Day 5 pushed the same point from another angle. Retries, timeouts, and backoff aren’t defensive programming — they’re user experience. A 404 shouldn’t be retried. A 503 should, with exponential backoff. A 429 means slow down, not give up. RetryableError versus NonRetryableError isn’t a code-quality concern; it’s a question of what the user sees when something goes wrong.

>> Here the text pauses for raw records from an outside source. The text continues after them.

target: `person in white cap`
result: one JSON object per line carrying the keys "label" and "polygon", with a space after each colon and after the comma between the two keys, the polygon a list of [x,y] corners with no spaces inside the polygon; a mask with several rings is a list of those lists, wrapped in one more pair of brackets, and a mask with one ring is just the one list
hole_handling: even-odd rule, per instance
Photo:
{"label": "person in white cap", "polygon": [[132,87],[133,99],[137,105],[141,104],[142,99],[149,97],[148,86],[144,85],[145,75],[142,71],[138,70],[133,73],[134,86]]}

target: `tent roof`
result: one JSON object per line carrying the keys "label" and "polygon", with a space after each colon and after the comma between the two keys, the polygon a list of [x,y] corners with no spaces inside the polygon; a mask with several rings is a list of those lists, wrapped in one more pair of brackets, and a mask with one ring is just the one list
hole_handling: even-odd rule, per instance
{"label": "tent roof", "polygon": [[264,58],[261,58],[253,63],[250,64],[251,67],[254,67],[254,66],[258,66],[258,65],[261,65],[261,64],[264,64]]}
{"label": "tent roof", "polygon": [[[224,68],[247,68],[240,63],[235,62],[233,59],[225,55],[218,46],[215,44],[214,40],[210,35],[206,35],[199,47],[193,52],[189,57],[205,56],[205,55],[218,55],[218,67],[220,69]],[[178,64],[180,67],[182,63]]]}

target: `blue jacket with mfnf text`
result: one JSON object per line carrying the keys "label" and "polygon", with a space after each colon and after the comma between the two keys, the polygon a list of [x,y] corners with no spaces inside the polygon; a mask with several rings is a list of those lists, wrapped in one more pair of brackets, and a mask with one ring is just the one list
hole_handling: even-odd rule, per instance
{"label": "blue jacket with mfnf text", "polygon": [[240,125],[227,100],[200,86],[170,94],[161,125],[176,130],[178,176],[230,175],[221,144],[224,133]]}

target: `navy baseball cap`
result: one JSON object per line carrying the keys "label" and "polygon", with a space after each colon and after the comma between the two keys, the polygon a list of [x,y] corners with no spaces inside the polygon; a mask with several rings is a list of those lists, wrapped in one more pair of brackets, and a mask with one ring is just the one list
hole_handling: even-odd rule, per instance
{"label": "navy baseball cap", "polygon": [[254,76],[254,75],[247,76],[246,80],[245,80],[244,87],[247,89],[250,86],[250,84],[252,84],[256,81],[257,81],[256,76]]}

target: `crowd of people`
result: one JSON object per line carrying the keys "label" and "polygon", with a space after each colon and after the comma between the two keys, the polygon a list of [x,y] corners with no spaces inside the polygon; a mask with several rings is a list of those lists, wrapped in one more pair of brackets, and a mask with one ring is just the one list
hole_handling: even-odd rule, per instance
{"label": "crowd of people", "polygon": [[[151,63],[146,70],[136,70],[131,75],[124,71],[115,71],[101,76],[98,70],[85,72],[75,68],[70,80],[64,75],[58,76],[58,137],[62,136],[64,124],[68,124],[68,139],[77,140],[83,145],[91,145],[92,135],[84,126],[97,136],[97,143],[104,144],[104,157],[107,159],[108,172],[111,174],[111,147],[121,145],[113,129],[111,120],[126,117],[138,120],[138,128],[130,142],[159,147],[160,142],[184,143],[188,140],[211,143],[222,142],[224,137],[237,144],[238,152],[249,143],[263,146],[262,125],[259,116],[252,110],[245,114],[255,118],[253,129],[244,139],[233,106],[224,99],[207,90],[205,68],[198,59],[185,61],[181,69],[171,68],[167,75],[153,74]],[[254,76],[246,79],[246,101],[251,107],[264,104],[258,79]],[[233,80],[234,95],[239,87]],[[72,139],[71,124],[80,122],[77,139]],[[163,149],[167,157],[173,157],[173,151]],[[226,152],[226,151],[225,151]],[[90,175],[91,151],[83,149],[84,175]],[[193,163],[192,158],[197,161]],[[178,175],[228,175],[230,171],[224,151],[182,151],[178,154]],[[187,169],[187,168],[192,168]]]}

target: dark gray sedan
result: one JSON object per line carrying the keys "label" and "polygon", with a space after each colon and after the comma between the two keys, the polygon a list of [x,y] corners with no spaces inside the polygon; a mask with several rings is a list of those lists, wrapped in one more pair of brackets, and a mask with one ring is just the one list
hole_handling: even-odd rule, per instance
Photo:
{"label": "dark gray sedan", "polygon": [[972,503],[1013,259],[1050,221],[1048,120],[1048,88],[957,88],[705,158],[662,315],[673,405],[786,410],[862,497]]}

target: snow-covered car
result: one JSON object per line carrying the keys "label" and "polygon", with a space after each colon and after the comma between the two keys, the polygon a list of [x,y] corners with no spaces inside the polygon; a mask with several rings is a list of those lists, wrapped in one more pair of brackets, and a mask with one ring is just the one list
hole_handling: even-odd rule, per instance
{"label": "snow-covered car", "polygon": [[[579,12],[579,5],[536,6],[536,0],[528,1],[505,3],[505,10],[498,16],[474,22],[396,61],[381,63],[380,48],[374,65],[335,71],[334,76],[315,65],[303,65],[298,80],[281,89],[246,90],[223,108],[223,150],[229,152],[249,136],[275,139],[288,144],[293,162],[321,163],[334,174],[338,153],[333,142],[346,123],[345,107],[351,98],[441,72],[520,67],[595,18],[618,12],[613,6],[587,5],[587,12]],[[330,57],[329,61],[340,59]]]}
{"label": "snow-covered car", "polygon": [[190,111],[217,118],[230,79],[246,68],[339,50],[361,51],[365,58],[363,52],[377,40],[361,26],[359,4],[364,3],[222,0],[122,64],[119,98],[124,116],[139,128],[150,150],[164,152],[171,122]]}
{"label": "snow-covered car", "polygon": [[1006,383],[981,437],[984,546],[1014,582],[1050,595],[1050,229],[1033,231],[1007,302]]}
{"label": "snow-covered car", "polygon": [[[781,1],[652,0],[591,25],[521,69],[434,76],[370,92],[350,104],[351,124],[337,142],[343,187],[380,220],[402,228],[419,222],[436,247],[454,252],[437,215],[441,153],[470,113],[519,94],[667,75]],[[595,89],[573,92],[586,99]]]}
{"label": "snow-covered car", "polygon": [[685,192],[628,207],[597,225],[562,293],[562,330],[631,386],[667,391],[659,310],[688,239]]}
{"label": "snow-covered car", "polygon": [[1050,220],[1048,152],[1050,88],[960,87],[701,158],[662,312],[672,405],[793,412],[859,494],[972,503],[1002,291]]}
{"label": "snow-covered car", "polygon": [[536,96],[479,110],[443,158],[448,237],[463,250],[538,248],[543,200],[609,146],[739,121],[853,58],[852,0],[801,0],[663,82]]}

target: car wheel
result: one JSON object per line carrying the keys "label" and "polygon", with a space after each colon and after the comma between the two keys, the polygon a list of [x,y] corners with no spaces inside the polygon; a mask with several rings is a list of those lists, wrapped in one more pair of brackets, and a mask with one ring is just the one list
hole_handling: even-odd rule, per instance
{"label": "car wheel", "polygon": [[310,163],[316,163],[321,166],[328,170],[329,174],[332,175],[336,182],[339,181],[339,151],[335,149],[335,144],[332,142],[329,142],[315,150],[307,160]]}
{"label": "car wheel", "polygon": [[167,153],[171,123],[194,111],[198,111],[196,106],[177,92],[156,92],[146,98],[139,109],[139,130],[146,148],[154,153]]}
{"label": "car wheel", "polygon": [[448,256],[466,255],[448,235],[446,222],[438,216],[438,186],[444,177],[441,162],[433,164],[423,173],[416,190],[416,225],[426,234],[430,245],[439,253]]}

The smallest struggle was the most humbling. A stray 1 where a comma should have been silently removed the tool from Claude’s toolkit. I spent 20 minutes debugging Python code that looked fine before I dumped the tool list and saw only three tools going out instead of four. That bug lived in the contract between my code and Claude — a new place to look when things break.

The Week 3 Mindset Shift

I have a visceral understanding of tool use economics. I’ve tracked the API calls. I’ve seen how quickly the context window grows. And I know what each interaction costs.

My mental model has shifted. By Day 5, I realized I was building distributed systems where:

Claude is the reasoning engine
Tools are the action layer
I’m the orchestrator managing flow, cost, and UX

Real-world constraints matter. While it’s tempting to think I can just give Claude tools and it’ll figure everything out, the reality is that tools fail (404s, timeouts), APIs have rate limits, context windows fill up, processing takes time, costs add up quickly, and users have patience limits. This mental model is going to apply to every AI product I build from here on.

Note: The “tools” capability I built in Week 3 is what Anthropic now calls tool use; skills emerged later as a higher-level abstraction that sits on top of tools. The tool use pattern is still the foundation. Skills are just a better way to package and reuse it.